Friday, February 5, 2010

Iz are a hypocrite!!!

Everybody, hopefully in their life time has had a life altering experience. It could be good or bad, just something that really affected how they live the rest of their life. I was asked this question and it really made me think back long and hard. What can I single out in my life that has been so life altering that it changed my personality as a young adult. I think one story comes to mind, it’s not really so life altering that my personality changed, but I think it changed me as a person as a whole, not just one thing about me.

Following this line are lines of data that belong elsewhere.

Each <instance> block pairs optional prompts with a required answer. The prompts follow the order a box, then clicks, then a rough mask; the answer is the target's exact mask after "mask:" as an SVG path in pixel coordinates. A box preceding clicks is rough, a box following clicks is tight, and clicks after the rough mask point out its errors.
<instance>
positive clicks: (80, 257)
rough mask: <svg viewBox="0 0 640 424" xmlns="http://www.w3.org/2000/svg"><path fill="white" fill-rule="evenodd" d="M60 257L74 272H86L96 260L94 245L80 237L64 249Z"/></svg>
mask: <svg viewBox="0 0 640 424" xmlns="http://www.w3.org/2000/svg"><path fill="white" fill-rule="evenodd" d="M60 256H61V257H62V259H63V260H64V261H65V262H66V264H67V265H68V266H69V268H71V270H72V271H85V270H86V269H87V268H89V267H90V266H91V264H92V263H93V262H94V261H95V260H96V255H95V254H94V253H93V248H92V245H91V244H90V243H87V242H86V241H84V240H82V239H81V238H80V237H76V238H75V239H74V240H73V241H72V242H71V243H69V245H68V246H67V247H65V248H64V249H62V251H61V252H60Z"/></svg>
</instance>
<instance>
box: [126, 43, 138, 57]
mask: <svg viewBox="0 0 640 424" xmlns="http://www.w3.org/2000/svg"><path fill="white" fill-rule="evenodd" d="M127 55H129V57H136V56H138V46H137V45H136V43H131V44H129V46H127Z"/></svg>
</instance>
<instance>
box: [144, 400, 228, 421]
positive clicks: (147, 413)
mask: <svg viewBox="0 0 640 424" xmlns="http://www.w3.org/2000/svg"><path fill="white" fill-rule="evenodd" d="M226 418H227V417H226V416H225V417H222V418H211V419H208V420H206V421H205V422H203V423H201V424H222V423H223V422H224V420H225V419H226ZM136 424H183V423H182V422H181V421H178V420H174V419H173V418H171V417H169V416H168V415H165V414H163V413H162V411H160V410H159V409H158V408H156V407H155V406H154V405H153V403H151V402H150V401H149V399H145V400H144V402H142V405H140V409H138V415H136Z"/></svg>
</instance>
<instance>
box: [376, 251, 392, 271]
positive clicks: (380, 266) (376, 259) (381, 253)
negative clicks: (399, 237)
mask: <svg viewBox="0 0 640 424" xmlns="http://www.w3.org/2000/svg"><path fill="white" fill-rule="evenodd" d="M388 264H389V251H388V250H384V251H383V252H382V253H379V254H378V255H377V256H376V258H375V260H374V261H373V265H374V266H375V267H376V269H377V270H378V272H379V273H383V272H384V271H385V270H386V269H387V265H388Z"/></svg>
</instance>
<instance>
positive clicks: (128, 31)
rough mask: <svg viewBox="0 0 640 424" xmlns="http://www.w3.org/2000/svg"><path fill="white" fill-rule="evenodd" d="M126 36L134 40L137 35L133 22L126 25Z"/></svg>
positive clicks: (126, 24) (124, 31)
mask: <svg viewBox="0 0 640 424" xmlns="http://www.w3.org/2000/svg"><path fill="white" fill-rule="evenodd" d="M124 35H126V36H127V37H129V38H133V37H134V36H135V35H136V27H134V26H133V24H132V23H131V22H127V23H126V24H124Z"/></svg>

It was a normal day, nothing strange; at a doctor’s office, not the greatest place in the world but it could be worse right? So anyways, I was super bored because I really didn’t like going to the doctors’, sure it got me out of school and stuff, but really the doctors’. The smell of sterile alcohol and the arctic temperatures doesn’t really appeal to me. I was learning that my bone size was not of a normal sixteen year old, according to the bone chart, I was in fact fourteen. Well that’s a eye opener, no wonder I was always shorter then everybody in my classes. It all makes sense. But what else good be wrong with my body, besides the size of my bones. Well it turns out that I have a hormone deficiency problem. This means that my body does not produce hormones, which explains why I had so many problems. So my doctor’s told me that I had to inject myself with hormones so that I could grow. First, it was just every three months, just to get my body used to the added hormones. Then it was every month, then every two weeks, now it is every week. Yes, every week I have to give myself a shot of testosterone, it really is annoying if you think about. It really messed with my brain, I actually thought I was going crazy, I had crazy mood swings, because my body wasn’t used to the added amount of testosterone. I felt almost bipolar, it is funny to say that now but, one word would make feel depressed, then happy. But now after a couple years of doing it, I think that my body has finally accepted it. I have finally accepted it, just thinking that I will be doing this for the rest of my life is just so mind blowing to me.